I'm developing an application for Facebook using the iframe mode and ASP.NET.

I'm able to use the new OAuth method that combines the allow and the extended permissions. When I click on the Allow everything works as expected, but when I click on the "Don't Allow" I get a 500 internal error.

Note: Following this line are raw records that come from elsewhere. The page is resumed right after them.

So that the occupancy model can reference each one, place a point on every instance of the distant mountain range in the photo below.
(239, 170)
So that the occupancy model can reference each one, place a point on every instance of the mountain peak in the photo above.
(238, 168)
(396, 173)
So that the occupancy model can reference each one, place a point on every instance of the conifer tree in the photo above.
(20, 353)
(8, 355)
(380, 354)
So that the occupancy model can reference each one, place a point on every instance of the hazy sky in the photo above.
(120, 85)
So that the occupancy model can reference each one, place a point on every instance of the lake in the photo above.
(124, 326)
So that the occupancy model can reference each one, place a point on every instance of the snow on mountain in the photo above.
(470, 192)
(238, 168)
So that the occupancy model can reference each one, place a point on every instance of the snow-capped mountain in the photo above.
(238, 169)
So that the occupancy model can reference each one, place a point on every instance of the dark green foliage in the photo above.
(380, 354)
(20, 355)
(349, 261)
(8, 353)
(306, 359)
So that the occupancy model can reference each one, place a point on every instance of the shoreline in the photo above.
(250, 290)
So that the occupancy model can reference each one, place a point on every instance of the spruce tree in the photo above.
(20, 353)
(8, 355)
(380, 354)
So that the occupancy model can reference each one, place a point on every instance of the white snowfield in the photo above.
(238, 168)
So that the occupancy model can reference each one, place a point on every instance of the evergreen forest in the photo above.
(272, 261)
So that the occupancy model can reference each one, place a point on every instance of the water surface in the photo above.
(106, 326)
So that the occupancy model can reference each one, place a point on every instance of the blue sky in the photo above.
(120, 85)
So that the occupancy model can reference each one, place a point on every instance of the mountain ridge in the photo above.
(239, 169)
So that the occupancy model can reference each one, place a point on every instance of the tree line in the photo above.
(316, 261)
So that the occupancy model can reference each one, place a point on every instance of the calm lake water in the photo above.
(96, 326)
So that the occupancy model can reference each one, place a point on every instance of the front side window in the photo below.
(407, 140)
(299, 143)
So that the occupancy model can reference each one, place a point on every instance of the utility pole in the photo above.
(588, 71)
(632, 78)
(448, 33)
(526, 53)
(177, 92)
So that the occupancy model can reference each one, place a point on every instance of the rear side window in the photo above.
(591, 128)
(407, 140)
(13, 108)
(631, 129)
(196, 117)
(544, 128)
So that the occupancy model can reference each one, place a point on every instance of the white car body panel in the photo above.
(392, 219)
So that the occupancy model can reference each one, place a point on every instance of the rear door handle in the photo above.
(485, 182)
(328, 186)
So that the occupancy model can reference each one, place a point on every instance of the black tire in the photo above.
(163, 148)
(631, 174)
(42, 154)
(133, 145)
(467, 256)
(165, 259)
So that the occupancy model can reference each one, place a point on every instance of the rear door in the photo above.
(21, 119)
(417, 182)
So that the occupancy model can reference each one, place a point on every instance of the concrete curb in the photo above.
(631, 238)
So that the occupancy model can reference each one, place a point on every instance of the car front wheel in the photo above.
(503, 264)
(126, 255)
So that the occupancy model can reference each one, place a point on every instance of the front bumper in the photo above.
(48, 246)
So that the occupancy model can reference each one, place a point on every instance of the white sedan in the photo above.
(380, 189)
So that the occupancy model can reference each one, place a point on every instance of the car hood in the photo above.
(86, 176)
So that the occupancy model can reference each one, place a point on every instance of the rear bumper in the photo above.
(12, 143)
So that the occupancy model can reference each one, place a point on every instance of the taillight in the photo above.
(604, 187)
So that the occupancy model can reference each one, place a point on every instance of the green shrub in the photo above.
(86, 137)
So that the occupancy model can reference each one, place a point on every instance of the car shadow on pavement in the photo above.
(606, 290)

The Request For Permission url is:

http://www.facebook.com/connect/uiserver.php?client_id=389845102120&scope=publish_stream%2Cuser_birthday%2Cemail&redirect_uri=http%3A%2F%2Fapps.facebook.com%2Fplumreward%2FDefault.aspx%3Fpid%3D124733857540930&display=page&next=http%3A%2F%2Fgraph.facebook.com%2Foauth%2Fauthorize_success%3Fclient_id%3D389845102120%26scope%3Dpublish_stream%252Cuser_birthday%252Cemail%26redirect_uri%3Dhttp%253A%252F%252Fapps.facebook.com%252Fplumreward%252FDefault.aspx%253Fpid%253D124733857540930%26type%3Dweb_server&cancel_url=http%3A%2F%2Fgraph.facebook.com%2Foauth%2Fauthorize_cancel%3Fclient_id%3D389845102120%26scope%3Dpublish_stream%252Cuser_birthday%252Cemail%26redirect_uri%3Dhttp%253A%252F%252Fapps.facebook.com%252Fplumreward%252FDefault.aspx%253Fpid%253D124733857540930%26type%3Dweb_server&app_id=389845102120&method=permissions.request&return_session=1&perms=publish_stream%2Cuser_birthday%2Cemail

When I click don't allow it goes to http://www.facebook.com/connect/uiserver.php and then to

http://graph.facebook.com/oauth/authorize_success?client_id=389845102120&scope=publish_stream%2Cuser_birthday%2Cemail&redirect_uri=http%3A%2F%2Fapps.facebook.com%2Fplumreward%2FDefault.aspx%3Fpid%3D124733857540930&type=web_server&perms&selected_profiles=567961887

with a HTTP 500 Internal Server Error.

What am I doing wrong? Am I missing a setting, parameter? Is this a FB bug?